The study has the following strengths. First, the analysis used genetic variants in drug target regions to proxy the drug effects of commonly used LDL-C lowering agents and found a direct causal relationship of two commonly used drugs, namely ezetimibe and evolocumab, on AMI. The use of MR methods allowed bypassing of confounding and reverse causation bias at large; the inclusion of multiple SNPs should give better IVs in analysis. In two-sample MR, the utilization of large GWAS summary data also provides sufficient power to permit discovery of robust genetic instruments in MR analysis for each lipid traits. Second, multiple methods were used to test the robustness of the estimates under different assumptions. We employed methods such as MR-Egger and MR-PRESSO. The MVMR, which takes into account of multiple exposures, allows for direct effect estimation. In addition, multiple means were taken to ensure the quality of selected IVs, such as checking the F statistic, heterogeneity, and pleiotropy. To our knowledge, we are the first study on drug effects on AMI with three lipid lowering drugs studied individually or together.

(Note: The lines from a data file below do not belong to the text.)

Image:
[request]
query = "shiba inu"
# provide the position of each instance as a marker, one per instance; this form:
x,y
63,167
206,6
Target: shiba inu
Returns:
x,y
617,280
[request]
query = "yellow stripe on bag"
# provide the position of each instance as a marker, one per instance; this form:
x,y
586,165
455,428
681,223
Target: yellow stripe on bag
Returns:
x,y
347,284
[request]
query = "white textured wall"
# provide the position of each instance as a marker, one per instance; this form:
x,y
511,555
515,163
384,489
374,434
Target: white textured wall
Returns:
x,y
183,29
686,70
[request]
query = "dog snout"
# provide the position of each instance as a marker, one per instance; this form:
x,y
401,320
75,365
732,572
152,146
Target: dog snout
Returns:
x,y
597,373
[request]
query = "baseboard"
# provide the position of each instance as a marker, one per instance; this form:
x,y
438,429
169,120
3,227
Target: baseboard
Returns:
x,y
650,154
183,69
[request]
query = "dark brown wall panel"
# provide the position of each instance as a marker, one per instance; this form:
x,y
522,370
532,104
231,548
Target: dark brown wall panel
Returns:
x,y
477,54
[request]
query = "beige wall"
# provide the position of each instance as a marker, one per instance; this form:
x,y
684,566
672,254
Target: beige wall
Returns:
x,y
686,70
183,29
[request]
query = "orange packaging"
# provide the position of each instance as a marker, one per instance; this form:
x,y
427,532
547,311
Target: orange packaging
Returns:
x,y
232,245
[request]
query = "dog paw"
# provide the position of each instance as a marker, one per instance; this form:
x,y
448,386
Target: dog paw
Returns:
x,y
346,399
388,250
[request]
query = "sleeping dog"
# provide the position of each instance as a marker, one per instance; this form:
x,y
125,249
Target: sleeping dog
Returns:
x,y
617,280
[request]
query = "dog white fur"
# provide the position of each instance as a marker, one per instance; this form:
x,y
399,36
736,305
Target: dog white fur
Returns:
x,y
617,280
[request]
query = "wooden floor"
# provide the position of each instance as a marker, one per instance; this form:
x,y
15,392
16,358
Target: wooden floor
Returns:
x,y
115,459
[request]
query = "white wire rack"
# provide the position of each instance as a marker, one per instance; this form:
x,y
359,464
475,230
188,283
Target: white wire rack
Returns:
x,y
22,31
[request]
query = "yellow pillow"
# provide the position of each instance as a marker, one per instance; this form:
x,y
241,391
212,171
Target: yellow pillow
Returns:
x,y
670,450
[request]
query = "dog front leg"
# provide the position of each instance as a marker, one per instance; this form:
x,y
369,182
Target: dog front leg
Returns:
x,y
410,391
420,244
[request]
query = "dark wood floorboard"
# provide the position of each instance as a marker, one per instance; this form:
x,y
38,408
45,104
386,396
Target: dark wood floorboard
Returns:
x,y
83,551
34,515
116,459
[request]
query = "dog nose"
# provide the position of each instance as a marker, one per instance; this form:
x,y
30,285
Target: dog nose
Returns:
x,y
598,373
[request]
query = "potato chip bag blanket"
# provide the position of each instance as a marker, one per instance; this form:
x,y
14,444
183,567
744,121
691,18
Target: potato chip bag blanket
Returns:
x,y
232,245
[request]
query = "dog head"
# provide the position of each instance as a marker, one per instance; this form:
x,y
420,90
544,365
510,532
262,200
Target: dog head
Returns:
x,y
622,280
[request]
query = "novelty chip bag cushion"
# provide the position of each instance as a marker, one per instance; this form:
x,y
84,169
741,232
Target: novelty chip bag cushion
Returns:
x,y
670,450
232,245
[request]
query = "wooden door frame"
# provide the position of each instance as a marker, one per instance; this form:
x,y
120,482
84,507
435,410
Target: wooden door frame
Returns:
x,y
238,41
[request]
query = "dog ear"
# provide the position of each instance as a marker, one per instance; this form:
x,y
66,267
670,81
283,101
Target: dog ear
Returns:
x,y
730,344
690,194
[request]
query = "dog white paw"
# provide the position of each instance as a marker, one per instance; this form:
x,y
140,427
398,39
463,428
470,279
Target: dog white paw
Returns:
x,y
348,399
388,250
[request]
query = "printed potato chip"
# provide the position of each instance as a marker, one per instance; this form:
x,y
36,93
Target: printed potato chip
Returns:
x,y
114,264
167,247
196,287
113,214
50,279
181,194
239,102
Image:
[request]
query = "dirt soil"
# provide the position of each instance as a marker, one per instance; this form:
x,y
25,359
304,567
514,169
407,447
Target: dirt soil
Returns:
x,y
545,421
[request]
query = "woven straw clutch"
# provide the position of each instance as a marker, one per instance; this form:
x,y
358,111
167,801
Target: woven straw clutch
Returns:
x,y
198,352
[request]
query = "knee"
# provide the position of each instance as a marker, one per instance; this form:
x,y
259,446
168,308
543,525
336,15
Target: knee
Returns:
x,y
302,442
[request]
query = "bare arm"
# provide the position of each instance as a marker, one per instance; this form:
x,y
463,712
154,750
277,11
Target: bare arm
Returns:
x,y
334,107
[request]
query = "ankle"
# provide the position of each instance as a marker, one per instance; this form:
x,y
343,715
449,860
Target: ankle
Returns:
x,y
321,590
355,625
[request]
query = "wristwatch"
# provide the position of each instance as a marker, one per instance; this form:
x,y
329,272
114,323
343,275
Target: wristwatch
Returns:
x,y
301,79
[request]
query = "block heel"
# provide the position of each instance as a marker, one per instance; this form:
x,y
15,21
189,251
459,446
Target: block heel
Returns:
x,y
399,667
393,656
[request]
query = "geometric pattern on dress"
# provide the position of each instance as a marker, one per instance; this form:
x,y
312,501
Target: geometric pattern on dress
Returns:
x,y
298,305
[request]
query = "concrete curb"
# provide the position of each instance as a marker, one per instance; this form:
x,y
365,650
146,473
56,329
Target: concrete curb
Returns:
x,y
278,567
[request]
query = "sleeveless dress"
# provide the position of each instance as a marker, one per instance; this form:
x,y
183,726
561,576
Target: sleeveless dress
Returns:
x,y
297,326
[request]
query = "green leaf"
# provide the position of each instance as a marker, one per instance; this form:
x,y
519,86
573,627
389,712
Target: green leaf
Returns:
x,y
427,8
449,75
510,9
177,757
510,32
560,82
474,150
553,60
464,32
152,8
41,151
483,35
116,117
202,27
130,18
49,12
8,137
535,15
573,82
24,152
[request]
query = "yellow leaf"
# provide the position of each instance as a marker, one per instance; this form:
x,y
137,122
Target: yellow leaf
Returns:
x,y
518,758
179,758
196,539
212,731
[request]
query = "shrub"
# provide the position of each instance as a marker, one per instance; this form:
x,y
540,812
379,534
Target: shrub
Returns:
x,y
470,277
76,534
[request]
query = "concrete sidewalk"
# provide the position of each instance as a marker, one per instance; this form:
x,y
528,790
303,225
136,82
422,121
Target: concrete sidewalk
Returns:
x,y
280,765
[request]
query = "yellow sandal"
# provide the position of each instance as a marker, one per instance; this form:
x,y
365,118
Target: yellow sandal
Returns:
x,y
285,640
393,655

There are also several limitations. Lipid lowing drugs, such as statins, can be used in patients with AMI to prevent not only incidence but also recurrences. The limited data we used did not differentiate between the incident or recurrent AMI, which might bias the statin’s effect on the risk of AMI. Besides, the summary GWAS data of lipids and AMI were both derived from individuals primarily of European ancestry. Thus, the results should not be generalized to other populations of different ancestry. Finally, the drug target MR results need to be interpreted with caution. For one thing, genetic effects are lifelong and are often small, whereas clinical drug effects are usually short-term and larger in the magnitude of intervention. Therefore, estimates from MR should not be viewed as the equivalence of the expected effect of an intervention.

In summary, our study provided strong evidence to the causal relationship between LDL-C and AMI. Drug MR analysis further indicated that the effects of lipid-lowering drugs such as ezetimibe and evolocumab on AMI may at least partly due to their LDL-C lowering effect. Further investigations are required to explore the potential mechanisms by which drug effect prevents AMI.